Among my favorites were Egyptian pieces. At Rupert Wace Ancient Art of London, a rare Egyptian relief with an image of Queen Hatshepsut, who was the first woman to rule Egypt in her own right (1479-1458 B.C.), was quickly snapped up for a six-figure sum. “From the first day, we had lots of sales,” says Swiss ancient-art dealer Jean-David Cahn. Among the pieces that went immediately were a small head of a bald Egyptian priest, from 728-525 B.C. (price: €62,900); and an exquisite, serpent-shaped, gold Egyptian bracelet, from the second century B.C. (price: €29,600). Such bracelets decorated the upper arm of Hellenistic statues of Aphrodite in Alexandria.
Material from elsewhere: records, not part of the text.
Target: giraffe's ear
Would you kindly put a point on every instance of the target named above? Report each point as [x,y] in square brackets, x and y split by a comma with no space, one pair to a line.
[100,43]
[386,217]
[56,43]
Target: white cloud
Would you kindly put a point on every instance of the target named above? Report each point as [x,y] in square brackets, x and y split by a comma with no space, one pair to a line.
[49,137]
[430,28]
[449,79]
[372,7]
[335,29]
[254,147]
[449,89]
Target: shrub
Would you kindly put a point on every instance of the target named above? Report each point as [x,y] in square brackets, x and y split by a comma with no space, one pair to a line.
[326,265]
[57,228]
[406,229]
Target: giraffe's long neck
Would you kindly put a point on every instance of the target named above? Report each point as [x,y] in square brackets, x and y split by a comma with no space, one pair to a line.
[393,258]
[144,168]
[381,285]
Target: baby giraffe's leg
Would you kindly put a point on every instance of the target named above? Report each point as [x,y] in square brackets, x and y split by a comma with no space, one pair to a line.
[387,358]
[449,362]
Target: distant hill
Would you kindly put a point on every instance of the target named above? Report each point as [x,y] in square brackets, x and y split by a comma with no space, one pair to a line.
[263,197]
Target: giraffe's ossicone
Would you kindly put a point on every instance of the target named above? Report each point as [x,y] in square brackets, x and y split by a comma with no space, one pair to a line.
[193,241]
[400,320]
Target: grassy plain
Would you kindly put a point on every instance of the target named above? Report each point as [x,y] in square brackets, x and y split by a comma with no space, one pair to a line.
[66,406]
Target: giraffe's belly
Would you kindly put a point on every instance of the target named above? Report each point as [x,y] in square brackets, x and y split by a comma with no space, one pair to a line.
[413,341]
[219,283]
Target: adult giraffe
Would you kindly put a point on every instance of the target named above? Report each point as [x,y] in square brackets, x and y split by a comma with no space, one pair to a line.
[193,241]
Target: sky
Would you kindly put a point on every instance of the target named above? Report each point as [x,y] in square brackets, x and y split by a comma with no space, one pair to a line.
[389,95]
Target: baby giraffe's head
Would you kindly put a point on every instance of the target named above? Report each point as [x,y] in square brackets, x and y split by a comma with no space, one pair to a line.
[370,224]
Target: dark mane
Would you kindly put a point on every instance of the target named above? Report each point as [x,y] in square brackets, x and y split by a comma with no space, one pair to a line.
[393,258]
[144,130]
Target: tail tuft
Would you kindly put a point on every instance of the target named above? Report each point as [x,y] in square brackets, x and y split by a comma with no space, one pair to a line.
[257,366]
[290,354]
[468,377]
Hatshepsut, fer Chri… in’ out loud! And only six figures! These people may be vipers. But, they wouldn’t know a seriously important artifact from a large hole in the ground [about which us archaeologists know a great deal more]. You do the math. A jade mask of some nameless faceless Olmec owl-man garners almost twice as much as what amounts to the equivalent of a previously unknown signed da Vinci! [I hope you realize I’m only making a very bad joke–but the analogy still holds.]
     To summarize, Jeebuz! We’re all in trouble with this much slam-dunk ignorance and avarice abroad in the world.